I would acknowledge that the current system is a mess, in large part due to well-intended state and federal initiatives which cost enormous dollars and provide limited value for their effort. I believe there is a fundamental flaw in welfare which workfare and similar initiatives won’t fix for the bulk of the indigent. The fundamental flaw lies in the fact that we forget that we lost the war on poverty and believe we are still providing funds to poor people that will allow them to find housing, buy food and clothes like the rest of us, and go to any doctor or hospital when they get sick.

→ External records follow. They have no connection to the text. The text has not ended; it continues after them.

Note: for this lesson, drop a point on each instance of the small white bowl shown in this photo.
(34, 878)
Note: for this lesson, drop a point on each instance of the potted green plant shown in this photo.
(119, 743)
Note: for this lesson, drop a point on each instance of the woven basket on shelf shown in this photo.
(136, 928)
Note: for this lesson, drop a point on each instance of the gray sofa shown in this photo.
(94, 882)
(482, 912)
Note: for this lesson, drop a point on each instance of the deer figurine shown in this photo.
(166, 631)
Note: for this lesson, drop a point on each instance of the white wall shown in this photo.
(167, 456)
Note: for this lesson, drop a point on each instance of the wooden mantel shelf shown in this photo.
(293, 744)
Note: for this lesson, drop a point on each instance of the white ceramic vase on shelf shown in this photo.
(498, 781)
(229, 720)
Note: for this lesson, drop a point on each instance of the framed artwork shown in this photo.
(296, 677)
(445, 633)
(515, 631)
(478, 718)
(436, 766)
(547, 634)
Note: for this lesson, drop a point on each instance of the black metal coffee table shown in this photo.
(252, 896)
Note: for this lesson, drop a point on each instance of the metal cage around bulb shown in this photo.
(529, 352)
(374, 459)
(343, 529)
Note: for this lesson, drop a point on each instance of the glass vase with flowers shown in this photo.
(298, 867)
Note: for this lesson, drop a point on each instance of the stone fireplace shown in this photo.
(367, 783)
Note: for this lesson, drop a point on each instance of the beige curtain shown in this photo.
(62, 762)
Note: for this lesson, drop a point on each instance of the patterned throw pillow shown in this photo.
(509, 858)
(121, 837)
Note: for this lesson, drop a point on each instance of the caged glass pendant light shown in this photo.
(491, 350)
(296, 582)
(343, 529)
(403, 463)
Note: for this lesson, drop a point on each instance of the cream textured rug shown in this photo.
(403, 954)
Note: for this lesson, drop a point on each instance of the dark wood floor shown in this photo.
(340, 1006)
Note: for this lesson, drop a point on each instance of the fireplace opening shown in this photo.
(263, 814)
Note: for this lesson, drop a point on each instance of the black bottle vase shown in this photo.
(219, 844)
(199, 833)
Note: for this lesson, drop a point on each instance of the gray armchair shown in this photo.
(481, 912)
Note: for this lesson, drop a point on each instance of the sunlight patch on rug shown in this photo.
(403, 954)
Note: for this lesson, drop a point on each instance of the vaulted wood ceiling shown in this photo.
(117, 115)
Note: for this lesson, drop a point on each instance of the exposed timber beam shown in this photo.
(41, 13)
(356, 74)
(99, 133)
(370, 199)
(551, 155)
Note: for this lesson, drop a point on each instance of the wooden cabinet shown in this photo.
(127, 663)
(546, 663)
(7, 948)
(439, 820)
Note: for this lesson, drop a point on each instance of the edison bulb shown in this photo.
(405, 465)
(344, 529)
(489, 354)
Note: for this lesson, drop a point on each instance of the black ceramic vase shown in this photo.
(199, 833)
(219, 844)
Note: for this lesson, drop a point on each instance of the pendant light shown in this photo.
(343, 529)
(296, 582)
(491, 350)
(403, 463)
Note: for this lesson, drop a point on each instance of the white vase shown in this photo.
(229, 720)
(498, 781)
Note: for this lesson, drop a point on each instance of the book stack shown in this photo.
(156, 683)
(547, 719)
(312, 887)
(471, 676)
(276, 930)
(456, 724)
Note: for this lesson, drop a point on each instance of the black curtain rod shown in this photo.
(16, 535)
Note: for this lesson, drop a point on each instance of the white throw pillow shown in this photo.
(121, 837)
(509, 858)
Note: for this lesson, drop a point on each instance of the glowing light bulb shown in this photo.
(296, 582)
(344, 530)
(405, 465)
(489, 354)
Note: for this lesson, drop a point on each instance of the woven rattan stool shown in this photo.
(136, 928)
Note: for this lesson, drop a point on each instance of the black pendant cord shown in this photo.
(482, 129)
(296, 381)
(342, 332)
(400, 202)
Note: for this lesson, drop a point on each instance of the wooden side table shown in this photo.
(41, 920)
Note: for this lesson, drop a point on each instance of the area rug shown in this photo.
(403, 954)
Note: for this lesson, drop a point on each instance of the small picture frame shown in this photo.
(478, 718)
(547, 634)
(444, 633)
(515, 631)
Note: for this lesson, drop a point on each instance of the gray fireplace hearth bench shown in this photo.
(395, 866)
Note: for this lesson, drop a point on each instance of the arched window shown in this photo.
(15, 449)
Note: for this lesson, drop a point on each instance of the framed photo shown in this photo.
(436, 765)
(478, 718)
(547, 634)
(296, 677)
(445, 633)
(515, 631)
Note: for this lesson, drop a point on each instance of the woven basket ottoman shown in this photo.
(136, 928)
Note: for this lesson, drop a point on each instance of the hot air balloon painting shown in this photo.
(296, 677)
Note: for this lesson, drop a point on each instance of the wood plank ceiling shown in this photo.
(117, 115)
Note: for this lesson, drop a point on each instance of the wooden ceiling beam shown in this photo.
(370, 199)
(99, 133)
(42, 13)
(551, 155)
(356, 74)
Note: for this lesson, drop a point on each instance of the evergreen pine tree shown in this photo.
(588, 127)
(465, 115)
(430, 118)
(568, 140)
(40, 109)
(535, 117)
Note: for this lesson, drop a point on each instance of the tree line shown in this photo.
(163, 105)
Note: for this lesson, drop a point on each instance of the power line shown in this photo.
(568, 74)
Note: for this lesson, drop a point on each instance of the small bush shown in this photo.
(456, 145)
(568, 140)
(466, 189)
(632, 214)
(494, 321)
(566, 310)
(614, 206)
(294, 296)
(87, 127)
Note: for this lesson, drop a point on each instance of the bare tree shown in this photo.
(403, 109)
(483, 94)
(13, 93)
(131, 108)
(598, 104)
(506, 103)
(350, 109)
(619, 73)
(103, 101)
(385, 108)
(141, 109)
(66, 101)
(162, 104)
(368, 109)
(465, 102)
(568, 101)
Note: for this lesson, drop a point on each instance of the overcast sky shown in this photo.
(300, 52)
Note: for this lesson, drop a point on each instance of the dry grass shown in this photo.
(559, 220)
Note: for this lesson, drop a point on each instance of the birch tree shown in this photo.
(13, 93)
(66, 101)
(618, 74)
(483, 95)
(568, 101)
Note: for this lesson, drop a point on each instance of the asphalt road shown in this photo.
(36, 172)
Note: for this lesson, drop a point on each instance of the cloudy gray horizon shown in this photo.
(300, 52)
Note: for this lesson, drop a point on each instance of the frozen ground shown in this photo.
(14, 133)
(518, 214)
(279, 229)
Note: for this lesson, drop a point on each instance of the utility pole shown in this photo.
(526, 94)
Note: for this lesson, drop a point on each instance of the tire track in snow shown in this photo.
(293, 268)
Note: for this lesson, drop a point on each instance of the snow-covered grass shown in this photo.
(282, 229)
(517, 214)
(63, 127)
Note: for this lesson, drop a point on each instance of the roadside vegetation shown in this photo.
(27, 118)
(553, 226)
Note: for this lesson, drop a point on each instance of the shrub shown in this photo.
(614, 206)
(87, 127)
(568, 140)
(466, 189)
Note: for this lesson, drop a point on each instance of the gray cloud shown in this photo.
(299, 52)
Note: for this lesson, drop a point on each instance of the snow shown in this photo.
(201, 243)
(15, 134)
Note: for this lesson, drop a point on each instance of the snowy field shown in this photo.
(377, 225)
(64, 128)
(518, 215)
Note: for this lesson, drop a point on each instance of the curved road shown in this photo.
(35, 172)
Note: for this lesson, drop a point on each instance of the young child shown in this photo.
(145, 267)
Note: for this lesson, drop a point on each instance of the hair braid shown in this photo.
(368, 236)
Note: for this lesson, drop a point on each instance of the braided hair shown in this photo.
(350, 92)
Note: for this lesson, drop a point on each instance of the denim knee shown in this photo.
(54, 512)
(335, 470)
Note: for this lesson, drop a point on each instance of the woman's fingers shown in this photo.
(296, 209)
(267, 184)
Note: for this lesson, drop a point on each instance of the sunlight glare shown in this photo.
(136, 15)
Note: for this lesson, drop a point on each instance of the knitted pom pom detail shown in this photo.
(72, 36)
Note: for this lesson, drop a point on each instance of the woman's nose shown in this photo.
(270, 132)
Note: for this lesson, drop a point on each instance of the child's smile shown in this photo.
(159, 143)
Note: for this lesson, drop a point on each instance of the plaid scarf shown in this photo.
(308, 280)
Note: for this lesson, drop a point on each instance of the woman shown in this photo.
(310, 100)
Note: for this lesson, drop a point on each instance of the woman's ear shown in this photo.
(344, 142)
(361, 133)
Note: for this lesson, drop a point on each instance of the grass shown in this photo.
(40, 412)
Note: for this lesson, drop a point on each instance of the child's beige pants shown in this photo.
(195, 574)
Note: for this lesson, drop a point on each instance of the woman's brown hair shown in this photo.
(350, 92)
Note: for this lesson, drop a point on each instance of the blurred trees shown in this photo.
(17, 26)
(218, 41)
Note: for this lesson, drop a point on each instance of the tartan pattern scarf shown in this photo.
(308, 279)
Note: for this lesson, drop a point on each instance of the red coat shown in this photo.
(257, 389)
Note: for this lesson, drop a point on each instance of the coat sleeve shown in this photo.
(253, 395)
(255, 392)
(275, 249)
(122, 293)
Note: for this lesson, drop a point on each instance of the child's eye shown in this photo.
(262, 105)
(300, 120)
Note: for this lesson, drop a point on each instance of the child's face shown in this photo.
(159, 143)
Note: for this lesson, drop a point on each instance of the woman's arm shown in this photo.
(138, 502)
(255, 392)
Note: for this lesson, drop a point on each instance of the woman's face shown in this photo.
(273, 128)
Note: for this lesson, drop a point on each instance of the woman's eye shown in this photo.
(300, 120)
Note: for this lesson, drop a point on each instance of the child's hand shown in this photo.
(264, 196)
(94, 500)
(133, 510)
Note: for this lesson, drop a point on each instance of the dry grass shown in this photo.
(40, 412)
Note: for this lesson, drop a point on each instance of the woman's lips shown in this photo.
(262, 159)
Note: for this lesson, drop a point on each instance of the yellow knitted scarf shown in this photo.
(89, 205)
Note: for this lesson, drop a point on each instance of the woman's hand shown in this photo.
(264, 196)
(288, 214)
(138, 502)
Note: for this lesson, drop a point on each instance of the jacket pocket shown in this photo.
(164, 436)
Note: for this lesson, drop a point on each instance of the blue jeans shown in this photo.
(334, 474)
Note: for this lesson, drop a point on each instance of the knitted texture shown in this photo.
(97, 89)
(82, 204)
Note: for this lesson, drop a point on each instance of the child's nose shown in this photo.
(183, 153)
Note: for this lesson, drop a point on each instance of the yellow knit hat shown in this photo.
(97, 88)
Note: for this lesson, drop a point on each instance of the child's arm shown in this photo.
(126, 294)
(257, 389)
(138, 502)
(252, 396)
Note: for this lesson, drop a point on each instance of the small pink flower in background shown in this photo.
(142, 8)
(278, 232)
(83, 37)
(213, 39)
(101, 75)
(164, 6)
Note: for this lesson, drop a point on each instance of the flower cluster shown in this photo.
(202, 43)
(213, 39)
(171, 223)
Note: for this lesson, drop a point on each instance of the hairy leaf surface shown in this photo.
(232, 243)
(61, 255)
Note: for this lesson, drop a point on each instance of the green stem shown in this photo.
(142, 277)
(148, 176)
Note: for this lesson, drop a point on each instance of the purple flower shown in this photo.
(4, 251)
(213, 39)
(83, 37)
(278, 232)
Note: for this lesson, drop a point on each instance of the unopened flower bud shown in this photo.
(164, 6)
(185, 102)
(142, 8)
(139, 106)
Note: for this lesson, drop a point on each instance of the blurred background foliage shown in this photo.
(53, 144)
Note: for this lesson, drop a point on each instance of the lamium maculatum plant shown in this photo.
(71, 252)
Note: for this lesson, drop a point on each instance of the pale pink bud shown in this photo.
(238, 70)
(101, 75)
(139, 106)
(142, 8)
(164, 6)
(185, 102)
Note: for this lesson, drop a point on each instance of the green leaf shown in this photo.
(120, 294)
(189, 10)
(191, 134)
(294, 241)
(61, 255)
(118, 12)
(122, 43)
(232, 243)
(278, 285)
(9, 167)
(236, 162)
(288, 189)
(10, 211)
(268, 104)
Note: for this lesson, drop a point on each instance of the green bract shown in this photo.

You can’t manage that system, provide good service, promote rehabilitation, and avoid cheating in that framework with the dollars available. I am convinced we would be better off to have relatively small and Spartan apartments and dormitories where the homeless can go, where food is provided in a cafeteria setting, and where a few clinics and hospitals are subsidized to care for these people.

Such settings would not be pleasant and would hopefully motivate people to seek a way out. But they would make an honest statement of our regard for the poor. The “County Farm” and hospital needs to return to Orange County, and to most parts of the nation. We could make it a better place than we left it after the Great Depression. It was, in many ways, a better model for caring for the poor than we have been able to manage today.

The County Farm model isn’t a very liberal idea, it even sounds reactionary to many conservatives. But it did work fairly well. And it is very clear we are not ready to pay for more. Sometimes going back is progress.